Two years later, the FBI put out an urgent all-points bulletin for Shukrijumah, depicting him as one of Al Qaeda's most well-trained, intelligent and deadly operatives. He was described as the ultimate "sleeper agent," intent on attacking the U.S., possibly with weapons of mass destruction.

Law enforcement officials and terrorism experts now believe Shukrijumah is one of several young, street-smart leaders of Al Qaeda handpicked by Khalid Shaikh Mohammed, the mastermind of the Sept. 11 attacks, to keep the terrorist network alive and humming in the face of U.S.-led efforts to unravel it.

To be sure, the FBI's record on identifying terrorist plotters since Sept. 11 includes some widely publicized failures.
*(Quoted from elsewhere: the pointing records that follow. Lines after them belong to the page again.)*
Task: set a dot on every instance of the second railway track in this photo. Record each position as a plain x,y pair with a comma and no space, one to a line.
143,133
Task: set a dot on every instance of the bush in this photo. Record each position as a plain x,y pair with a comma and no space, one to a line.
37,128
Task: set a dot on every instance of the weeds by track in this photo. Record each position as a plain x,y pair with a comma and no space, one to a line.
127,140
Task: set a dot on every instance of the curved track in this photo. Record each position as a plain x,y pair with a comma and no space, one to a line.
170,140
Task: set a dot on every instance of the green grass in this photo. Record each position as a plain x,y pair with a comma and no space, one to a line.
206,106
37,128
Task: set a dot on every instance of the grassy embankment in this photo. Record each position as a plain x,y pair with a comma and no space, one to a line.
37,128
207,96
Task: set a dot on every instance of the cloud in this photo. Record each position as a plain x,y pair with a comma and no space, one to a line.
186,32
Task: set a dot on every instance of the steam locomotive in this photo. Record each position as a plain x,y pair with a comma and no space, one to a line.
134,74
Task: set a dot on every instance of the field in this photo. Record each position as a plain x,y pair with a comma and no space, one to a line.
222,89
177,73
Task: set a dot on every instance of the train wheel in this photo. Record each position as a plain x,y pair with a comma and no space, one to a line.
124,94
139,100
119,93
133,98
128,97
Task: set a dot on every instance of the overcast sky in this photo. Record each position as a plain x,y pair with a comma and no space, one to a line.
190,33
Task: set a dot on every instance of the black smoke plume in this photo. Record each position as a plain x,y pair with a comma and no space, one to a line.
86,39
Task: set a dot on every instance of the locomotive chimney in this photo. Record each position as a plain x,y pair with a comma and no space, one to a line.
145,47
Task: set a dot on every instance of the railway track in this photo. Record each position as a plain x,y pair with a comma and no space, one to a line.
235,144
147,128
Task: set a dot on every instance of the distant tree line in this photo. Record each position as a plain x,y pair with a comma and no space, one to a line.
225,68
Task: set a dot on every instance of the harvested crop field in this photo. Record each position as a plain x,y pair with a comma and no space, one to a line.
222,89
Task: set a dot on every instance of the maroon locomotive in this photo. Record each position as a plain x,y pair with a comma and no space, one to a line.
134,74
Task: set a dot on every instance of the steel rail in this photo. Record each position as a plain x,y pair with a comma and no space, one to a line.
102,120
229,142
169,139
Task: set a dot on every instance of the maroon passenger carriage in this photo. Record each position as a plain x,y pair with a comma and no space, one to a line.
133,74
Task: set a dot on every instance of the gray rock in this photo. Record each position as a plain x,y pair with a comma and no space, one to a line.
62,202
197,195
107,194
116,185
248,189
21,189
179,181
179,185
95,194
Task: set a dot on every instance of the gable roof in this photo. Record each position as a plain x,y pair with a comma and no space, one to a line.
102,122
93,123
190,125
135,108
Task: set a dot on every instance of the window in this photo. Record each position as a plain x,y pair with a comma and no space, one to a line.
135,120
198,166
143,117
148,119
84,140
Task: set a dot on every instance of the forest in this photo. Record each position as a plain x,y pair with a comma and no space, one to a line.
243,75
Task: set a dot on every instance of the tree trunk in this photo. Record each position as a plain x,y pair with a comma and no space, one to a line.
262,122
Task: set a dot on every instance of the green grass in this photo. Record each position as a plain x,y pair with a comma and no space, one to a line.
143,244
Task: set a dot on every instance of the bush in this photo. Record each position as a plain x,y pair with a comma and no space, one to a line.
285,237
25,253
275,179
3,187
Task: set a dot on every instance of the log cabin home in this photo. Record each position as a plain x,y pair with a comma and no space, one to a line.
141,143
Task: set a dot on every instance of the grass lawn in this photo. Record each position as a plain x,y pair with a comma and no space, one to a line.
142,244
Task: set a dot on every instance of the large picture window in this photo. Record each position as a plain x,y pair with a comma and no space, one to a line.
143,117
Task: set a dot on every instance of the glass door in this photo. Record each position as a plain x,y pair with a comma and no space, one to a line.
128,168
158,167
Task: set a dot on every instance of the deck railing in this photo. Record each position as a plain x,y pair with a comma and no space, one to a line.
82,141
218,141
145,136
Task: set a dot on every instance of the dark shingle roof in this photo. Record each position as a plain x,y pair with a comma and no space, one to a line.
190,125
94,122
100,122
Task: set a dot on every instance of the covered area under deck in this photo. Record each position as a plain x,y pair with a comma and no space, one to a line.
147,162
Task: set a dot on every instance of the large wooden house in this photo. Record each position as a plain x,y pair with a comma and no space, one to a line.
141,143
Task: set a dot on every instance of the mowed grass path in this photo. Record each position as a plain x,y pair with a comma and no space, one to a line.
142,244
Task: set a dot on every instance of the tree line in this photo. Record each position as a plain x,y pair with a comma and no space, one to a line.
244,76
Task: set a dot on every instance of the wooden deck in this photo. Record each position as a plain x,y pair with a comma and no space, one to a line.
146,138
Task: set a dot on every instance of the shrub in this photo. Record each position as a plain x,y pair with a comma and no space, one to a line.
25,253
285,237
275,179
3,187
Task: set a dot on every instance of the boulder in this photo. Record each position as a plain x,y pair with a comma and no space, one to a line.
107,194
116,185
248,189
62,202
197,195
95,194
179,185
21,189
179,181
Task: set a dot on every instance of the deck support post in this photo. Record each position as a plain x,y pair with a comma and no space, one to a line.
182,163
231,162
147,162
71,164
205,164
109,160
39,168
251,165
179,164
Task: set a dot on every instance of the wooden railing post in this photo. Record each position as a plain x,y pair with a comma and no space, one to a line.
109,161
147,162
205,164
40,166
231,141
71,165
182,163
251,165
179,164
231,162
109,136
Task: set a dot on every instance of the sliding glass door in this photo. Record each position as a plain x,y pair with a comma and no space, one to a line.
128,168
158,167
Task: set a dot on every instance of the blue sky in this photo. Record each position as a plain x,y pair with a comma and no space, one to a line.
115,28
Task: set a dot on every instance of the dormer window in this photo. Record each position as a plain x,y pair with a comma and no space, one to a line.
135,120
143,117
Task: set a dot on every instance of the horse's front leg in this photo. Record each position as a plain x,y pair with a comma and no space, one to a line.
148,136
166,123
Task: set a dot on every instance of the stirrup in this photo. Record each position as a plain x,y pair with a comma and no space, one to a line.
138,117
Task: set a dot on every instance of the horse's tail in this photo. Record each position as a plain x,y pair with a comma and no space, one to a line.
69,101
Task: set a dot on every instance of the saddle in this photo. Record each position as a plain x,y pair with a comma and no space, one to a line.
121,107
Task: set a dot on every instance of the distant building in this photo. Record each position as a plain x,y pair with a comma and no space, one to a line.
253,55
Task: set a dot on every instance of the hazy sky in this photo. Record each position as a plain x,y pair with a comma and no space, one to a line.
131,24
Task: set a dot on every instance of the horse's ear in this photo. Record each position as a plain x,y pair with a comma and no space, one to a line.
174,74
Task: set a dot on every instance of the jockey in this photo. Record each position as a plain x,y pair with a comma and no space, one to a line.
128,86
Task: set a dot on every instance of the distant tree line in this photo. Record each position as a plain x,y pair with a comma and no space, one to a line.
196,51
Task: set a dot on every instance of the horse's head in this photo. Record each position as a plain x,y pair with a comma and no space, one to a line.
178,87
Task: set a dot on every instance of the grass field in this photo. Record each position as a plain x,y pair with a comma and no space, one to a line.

In some cases, law enforcement officials have alleged that suspects were centrally involved in plots, only to back off those assertions when cases moved toward court.

And officials concede that there is much they do not know about Shukrijumah, including what he was doing in Trinidad. Within days of the alert in March 2003, agents arrived on the island looking for him, but he was long gone.

Terrorism authorities both inside and outside the government say they believe Shukrijumah is a major Al Qaeda figure, and the hunt for him is intense, with an FBI team tracking him virtually full time. So far, their quarry has remained elusive.